I hate it when I’m late to yoga. I whip into the parking lot, locate a spot (hopefully near the door), jump out and jog past the front desk. With the room dark and peaceful, and everyone halfway to their happy place, I tiptoe around bodies to grab a mat, find a spot and start relaxing. And swear that I’ll get there on time, next time.

As class wound down yesterday, the music transitioned into Jesu, Joy of Man’s Desiring and I was transported back into the past. The year: 1979. My dad is walking me down the aisle of a little Baptist Church and the music is Jesu, the guitar version. It was like I was there again. Strange how music does that.

Anyway, post-yoga I’m drinking coffee at Panera and contemplating the relentless passage of time. I can’t believe it’s really been thirty years since that trip to the altar. Alot of water under the bridge. I’ve moved to a different state, married again, become a mom, and now just this week became Facebook friends with that guitar player from my past. Circle of life stuff, I guess…bobgrace-weddingsm1

My parents just celebrated their 57th wedding anniversary. Fifty-seven years. Fifty-seven! I think it’s finally starting to hit my dad that he’s getting old. He’s going to be 80 on his next birthday but no doubt he’ll go out swinging. (A hammer, that is.)

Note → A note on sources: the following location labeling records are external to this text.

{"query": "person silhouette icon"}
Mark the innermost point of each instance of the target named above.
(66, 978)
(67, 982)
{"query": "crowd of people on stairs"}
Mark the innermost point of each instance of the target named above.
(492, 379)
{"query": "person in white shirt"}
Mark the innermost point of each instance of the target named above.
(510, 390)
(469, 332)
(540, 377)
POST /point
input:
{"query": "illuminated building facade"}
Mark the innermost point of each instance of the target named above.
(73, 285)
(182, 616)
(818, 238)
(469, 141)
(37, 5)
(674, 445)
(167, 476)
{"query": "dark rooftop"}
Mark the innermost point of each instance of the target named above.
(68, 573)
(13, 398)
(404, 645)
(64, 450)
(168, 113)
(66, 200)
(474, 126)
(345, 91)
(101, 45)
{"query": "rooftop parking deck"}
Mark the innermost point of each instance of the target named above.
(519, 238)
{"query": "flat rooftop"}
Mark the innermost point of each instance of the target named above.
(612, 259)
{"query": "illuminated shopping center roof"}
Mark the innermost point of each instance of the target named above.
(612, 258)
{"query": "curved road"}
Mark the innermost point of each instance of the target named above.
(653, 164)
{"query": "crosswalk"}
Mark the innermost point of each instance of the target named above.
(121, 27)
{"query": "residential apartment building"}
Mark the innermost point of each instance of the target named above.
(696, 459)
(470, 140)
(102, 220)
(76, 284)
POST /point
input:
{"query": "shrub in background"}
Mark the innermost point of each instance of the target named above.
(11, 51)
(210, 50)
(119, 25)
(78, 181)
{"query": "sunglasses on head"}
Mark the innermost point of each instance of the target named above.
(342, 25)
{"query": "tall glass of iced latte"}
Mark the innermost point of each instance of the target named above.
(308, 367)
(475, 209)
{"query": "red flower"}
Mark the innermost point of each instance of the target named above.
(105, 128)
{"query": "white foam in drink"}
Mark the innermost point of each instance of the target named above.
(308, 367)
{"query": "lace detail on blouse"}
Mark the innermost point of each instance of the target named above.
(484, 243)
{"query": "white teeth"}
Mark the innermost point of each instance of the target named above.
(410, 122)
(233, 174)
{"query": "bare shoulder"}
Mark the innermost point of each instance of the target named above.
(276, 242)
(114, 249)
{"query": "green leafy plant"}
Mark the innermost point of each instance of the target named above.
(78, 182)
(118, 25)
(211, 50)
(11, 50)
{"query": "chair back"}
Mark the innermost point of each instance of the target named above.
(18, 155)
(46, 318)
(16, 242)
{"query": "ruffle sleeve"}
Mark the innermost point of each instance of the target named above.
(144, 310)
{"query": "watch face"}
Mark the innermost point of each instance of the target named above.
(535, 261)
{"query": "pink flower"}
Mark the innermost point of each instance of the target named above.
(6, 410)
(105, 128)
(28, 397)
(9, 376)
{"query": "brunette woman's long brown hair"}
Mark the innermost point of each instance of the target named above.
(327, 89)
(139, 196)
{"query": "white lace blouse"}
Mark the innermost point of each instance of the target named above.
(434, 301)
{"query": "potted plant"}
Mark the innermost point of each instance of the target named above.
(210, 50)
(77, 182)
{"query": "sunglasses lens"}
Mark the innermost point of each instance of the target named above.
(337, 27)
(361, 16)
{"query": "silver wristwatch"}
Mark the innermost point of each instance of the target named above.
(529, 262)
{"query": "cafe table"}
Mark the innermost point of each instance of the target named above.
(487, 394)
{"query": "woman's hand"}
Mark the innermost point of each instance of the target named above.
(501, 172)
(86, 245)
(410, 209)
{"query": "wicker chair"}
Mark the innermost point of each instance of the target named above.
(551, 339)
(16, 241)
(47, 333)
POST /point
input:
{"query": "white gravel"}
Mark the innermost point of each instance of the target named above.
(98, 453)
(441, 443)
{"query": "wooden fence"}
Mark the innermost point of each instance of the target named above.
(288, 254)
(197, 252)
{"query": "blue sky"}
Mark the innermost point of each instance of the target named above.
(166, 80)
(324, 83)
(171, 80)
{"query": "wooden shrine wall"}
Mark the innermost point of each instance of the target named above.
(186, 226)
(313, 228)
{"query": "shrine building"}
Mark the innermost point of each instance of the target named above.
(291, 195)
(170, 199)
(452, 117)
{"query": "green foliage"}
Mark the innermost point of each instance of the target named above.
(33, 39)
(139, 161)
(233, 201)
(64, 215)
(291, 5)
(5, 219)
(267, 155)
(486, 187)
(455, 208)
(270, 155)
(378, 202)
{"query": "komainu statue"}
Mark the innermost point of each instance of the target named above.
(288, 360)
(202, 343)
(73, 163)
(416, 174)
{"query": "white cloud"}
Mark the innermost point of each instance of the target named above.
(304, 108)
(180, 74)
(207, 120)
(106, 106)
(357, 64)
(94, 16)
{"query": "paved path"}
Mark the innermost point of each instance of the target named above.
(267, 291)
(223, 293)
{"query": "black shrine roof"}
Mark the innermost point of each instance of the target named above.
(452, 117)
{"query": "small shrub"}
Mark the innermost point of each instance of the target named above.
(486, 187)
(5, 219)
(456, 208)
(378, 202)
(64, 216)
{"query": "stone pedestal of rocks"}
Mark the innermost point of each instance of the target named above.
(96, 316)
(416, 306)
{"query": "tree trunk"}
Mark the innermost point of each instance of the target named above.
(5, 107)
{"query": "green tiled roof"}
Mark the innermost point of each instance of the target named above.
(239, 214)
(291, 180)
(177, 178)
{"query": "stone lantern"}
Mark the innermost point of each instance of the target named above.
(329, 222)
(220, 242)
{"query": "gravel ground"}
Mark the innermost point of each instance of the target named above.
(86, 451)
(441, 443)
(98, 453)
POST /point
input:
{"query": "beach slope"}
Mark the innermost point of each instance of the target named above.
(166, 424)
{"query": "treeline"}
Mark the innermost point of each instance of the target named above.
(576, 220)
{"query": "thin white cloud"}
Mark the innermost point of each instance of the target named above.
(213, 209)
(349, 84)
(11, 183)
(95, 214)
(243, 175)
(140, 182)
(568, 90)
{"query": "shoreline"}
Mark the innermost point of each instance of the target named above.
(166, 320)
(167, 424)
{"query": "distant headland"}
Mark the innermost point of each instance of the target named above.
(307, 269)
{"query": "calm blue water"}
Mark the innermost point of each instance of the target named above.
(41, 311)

His version of retirement has been to keep busy and he is the consummate handyman. My father is amazing, truly. They don’t make ’em like that anymore. Never met a broken thing (car, appliance, piece of pottery) that he couldn’t fix. I guess that growing up during the Great Depression made him permanently committed to the virtues of re-purposing others’ castoffs. Like the time he snagged an upholstered chair from our neighbor’s curb and planned to fix it up for Mother’s Day. Or the vacuum cleaner he found across the street last year. All it needed was a little cleaning, and it was good to go.

That way of thinking is mostly an anomaly now. Used to be, if it wasn’t broke you didn’t fix it. Nowadays even if it ain’t broke, but not the latest and greatest, it is mandatory upgrade time. It’s practically impossible to keep up with the speed of technology.

So for me, yoga three times a week is an hour of space carved out to stop and breathe; to take a vacation from the go-go-go. Which is why bolting into class late nearly defeats the purpose of being there in the first place.

But I’m getting better. Today I was almost on time.